Uma das lições que o novo coronavírus veio recuperar é a de que há governos com dificuldade em admitir tragédias de grandes dimensões no seu país. Durante muitos anos, alguns regimes ditatoriais, mais ou menos assumidos, fizeram questão de esconder, ou mesmo negar, a ocorrência de desastres naturais no seu território, como aconteceu por exemplo em 2006 na Birmânia, hoje Myanmar, então governada por uma junta militar. No seu negacionismo, os militares chegaram ao ponto de recusar auxílio internacional, por ocasião do desastre humanitário que atingiu o país nesse ano. Era como se essa tragédia viesse manchar a imagem paradisíaca do país que eles faziam questão de exibir, como um dos grandes trunfos da sua governação.
Hoje, as tragédias ainda podem ser pretexto para alguns políticos e chefes de governo darem provas visíveis do seu populismo e do peso que esta nova ideologia tem no mundo. O populismo é um vírus que se tem espalhado um pouco por toda a parte, e o seu poder de disseminação parece superar largamente os perigos de uma certa irracionalidade. O aparecimento do novo coronavírus foi um bom pretexto para que alguns adeptos dessa ideologia viessem muito rapidamente para a luz do dia. Falamos, antes de mais, de Donald Trump, o presidente norte-americano que, embora sem surpresa para a opinião pública internacional, se apressou a desvalorizar o perigo que a nova doença representava para o mundo, como se o seu país dela estivesse imunizado. O tom displicente como ele abordou o problema, pelo menos no início, só veio justificar o receio de que, na sequência das eleições do próximo mês de Novembro, o estado mais poderoso do mundo continue a ser governado por um homem que já demonstrou não possuir qualidades humanas e políticas suficientes para justificar a assunção de uma tal responsabilidade.

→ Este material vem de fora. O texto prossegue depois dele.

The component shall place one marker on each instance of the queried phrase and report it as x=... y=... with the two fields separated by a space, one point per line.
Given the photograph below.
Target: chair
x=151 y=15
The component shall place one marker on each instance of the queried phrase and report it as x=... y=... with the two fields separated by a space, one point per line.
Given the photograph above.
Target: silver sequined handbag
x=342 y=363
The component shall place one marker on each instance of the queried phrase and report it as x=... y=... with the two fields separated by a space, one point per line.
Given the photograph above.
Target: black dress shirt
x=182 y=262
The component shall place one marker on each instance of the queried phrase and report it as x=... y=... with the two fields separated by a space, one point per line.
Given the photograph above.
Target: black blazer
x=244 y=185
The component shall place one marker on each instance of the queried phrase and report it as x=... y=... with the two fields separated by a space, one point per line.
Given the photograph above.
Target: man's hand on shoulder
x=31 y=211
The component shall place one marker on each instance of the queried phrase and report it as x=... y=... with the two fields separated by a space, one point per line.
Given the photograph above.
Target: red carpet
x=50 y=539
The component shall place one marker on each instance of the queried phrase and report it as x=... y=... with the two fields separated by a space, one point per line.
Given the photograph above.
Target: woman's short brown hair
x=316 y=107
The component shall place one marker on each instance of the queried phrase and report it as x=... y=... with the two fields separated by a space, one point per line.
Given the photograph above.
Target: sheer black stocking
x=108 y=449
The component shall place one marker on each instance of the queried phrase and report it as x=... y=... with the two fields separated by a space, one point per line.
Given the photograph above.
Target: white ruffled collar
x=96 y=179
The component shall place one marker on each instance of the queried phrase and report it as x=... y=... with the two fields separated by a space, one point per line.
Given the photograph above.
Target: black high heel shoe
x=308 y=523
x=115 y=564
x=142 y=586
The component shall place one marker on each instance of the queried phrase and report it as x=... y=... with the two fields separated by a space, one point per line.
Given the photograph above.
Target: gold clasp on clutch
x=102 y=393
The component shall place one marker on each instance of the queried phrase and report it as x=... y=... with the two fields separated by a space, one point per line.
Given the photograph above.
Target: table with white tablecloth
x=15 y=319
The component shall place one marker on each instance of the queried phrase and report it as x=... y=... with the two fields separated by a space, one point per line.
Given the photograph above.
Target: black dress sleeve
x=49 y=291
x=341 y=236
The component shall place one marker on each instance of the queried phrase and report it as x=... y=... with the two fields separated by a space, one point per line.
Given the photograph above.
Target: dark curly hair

A esperança de quantos não querem a sua continuidade na Casa Branca reside apenas no previsível agravamento da crise económica mundial que o vírus já está a provocar, mas esta será também uma solução demasiado perigosa para todo o mundo, inclusivamente para a América. Com a grave crise económica que já se faz sentir nos Estados Unidos, Donald Trump vê muito mais reduzidas as suas esperanças de continuar na Casa Branca e esse é, para muitos, o único aspecto positivo da tragédia provocada por esta pandemia.
É preciso reconhecer, no entanto, que Trump não esteve sozinho no seu comportamento inicial negacionista. O chefe de governo britânico, Boris Johnson, e o presidente brasileiro, Jair Bolsonaro, entre outros, alinharam pelo mesmo diapasão. Só que o primeiro, já afectado entretanto, foi na onda apenas inicialmente, mas o segundo, mantem-se ridiculamente fiel a esse populismo. É verdade que alguns desses negacionistas, como Trump, viram-se obrigados a alinhar agora no combate ao Covid 19, mas esta conversão já não é suficiente para salvar a sua imagem.